Elderly fall prey to scam gangs
Scammers targeting online and mobile banking
A new wave of call centre scams is targeting the elderly, according to bank sources.
Criminals are phoning senior citizens and, posing as bank staff or state officials to gain the necessary information to activate online or mobile banking for their victims, who are unlikely to have already done so.
Once up and running, the scammers are able to conduct transactions to and from their victims' accounts at will.
"We call this trick 'account takeover ,' " said a bank cybersecurity expert who asked not to be named, adding that the crooks usually target the elderly and those with disabilities.
"The problem is causing concern, especially among state-owned banks which are often the recipient accounts of money from government welfare programmes such as monthly allowances for old people," he said.
Pol Gen Rungroj Sangkram, acting secretary-general of the Office of Anti-Money Laundering, told the Bangkok Post these con artists are knowledgeable in financial technology and above all, psychological persuasion techniques.
Previously, scammers "manipulated human greed and fear to profit [from their victims]," he said.
They would implicate their victims in crimes that required a payment to clear up or dangle the carrot of great riches in return for a small investment.
However, these old tricks soon gained notoriety and were less than subtle.
Under their modus operandi, the gangs don't even have to ask their victims to give them money.
They confuse the techno-illiterate, often the elderly or retired, into handing over vital information to allow them to open the online accounts.
That is because after activating the online services, whether on mobile or desktop platforms, the gangsters are able to assume to complete control of that account, said the bank expert.
In fact, the criminals may not immediately withdraw large amounts of money, instead choosing to syphon smaller frequent amounts that are less likely to be noticed, even over a long period of time.
It is not known how long on average the crooks skim money from victims' accounts.
These accounts are also ideal vessels to launder money through, added the expert.
These duped individuals are often unknowing big customers of fake businesses which are used to clean illicitly gotten gains, he said.
"The victims, therefore, can become associated with criminal activities as their names appear in records showing the movement of money acquired through illegal activities."
Though banks continue to come up with technological measures to prevent cybercrime, loopholes involving human behaviour can never be plugged totally, he added.
At present, measures to protect online money transactions against infiltrators are employed to varying degrees among banks.
Only some require mobile banking applicants to use the phone number registered with the account while others allow any number to be given and used during the process, the bank expert said.
Also, he added that online accounts can often be set up without the need to go to an ATM machine or visit the bank.
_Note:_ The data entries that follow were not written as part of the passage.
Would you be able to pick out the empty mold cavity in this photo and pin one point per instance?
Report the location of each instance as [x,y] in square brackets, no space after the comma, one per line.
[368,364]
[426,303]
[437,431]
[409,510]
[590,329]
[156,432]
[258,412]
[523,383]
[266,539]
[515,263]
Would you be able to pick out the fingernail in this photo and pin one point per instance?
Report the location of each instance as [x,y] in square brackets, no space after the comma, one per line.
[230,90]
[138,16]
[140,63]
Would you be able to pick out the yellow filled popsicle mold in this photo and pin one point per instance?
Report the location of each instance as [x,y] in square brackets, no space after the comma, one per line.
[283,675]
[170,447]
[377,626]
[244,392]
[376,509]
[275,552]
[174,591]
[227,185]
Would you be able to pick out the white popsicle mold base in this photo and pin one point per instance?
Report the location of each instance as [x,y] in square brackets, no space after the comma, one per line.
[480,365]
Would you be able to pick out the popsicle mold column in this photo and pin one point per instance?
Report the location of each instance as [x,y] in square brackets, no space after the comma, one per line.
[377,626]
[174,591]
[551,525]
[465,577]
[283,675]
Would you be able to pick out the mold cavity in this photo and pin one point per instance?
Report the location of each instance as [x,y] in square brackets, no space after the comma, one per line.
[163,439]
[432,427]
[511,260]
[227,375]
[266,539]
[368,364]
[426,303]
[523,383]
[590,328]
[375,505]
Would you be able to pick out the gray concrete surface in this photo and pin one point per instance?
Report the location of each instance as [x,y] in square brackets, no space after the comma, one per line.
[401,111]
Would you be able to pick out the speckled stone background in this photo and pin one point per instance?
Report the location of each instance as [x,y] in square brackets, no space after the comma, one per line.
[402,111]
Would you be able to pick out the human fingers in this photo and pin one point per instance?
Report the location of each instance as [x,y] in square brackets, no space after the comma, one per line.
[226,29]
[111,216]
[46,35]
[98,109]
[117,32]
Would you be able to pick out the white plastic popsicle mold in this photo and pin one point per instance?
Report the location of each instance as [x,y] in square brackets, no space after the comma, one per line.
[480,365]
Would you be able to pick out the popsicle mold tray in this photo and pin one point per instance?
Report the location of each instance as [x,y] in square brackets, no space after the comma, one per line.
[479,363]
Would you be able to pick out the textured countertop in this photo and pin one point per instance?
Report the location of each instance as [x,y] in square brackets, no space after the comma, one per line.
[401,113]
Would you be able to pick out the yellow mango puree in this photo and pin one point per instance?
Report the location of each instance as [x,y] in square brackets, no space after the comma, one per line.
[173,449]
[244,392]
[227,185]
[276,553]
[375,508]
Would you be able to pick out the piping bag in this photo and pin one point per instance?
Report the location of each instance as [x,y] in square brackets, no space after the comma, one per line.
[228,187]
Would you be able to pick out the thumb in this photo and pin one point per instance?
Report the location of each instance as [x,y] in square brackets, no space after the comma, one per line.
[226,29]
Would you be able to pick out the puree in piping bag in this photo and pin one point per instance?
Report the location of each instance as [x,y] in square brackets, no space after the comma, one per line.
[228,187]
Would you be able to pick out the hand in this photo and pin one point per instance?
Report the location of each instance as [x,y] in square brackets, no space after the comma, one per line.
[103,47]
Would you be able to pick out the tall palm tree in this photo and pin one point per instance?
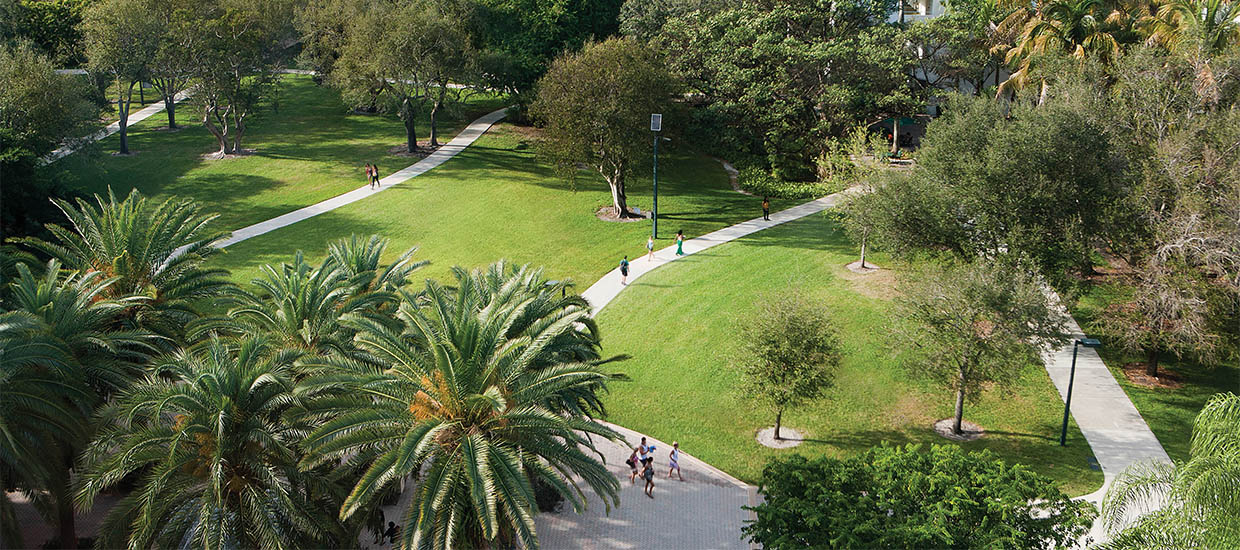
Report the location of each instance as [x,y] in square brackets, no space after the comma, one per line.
[1188,504]
[215,449]
[82,322]
[42,405]
[153,249]
[471,405]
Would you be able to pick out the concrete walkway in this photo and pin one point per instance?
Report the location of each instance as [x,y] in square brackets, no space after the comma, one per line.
[448,150]
[134,118]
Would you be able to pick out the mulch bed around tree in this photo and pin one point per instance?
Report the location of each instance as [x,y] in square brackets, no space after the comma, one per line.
[1166,379]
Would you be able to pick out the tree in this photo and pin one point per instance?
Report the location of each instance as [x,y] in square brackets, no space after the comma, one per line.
[789,353]
[39,110]
[473,404]
[155,250]
[216,450]
[595,107]
[122,39]
[404,56]
[1189,504]
[970,325]
[892,497]
[241,51]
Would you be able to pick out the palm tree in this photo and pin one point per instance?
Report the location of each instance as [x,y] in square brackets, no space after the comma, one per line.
[1076,27]
[153,249]
[215,449]
[1188,504]
[42,405]
[471,399]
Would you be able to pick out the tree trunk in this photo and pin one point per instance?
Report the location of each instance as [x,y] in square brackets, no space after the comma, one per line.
[123,102]
[960,408]
[1152,362]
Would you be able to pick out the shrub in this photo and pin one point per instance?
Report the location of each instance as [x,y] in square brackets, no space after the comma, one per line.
[902,497]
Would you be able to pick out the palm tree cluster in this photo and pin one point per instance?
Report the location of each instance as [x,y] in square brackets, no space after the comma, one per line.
[284,415]
[1101,29]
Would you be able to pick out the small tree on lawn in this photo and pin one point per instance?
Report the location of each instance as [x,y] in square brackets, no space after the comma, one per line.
[970,325]
[597,107]
[789,353]
[122,37]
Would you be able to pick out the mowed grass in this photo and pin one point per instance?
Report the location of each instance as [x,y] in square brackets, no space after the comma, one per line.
[1169,413]
[497,201]
[680,322]
[308,149]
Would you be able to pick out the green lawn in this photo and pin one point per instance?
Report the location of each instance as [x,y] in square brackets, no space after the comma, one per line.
[677,323]
[496,201]
[1169,413]
[308,150]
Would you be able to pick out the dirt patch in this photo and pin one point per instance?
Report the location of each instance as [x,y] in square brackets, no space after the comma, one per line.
[1166,379]
[608,213]
[790,437]
[403,151]
[879,284]
[216,155]
[970,431]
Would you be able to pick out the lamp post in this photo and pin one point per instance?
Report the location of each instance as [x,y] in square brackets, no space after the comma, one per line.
[656,125]
[1071,377]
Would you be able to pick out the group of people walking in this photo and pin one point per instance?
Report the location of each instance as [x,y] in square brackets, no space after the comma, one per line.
[641,462]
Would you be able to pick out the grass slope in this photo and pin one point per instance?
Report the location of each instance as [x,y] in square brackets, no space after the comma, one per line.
[496,201]
[1169,413]
[678,325]
[306,150]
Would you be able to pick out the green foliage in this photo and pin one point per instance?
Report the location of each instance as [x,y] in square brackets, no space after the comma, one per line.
[39,110]
[760,182]
[595,107]
[758,67]
[789,352]
[476,389]
[1189,504]
[975,323]
[892,497]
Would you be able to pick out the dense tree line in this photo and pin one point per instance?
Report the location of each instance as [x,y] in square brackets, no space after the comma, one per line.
[285,414]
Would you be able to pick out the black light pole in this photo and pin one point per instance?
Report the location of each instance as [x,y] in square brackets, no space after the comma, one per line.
[656,125]
[1071,377]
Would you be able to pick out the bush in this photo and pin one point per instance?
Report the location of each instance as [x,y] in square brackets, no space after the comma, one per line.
[893,497]
[760,182]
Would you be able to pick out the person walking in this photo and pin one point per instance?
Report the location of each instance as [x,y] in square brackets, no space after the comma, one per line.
[649,473]
[675,460]
[633,466]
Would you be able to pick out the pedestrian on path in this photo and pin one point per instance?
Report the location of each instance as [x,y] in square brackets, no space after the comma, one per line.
[633,465]
[649,473]
[675,460]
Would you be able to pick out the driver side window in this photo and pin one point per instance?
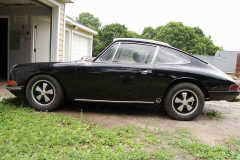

However, despite his wealth of experience in cybersecurity, he has alerted banks to these issues, telling them to carefully examine applications from senior citizens.
"But the advice fell on deaf ears," he claimed.
"Ultimately, the elderly must be wary of all unsolicited calls from banks and state agencies for the sake of their own safety," said Yos Kimsawatde, head of the Thai Bankers Association's Payment System Office.
However, "Even clever people can fall prey to gangsters", warned Pol Gen Rungroj, also head of Thailand's Action Taskforce for Information Technology Crime (Tactic).
Since December 2016, there have been 509 cases in connection with call centre scams, resulting in 467 arrests, according to Amlo and Tactic.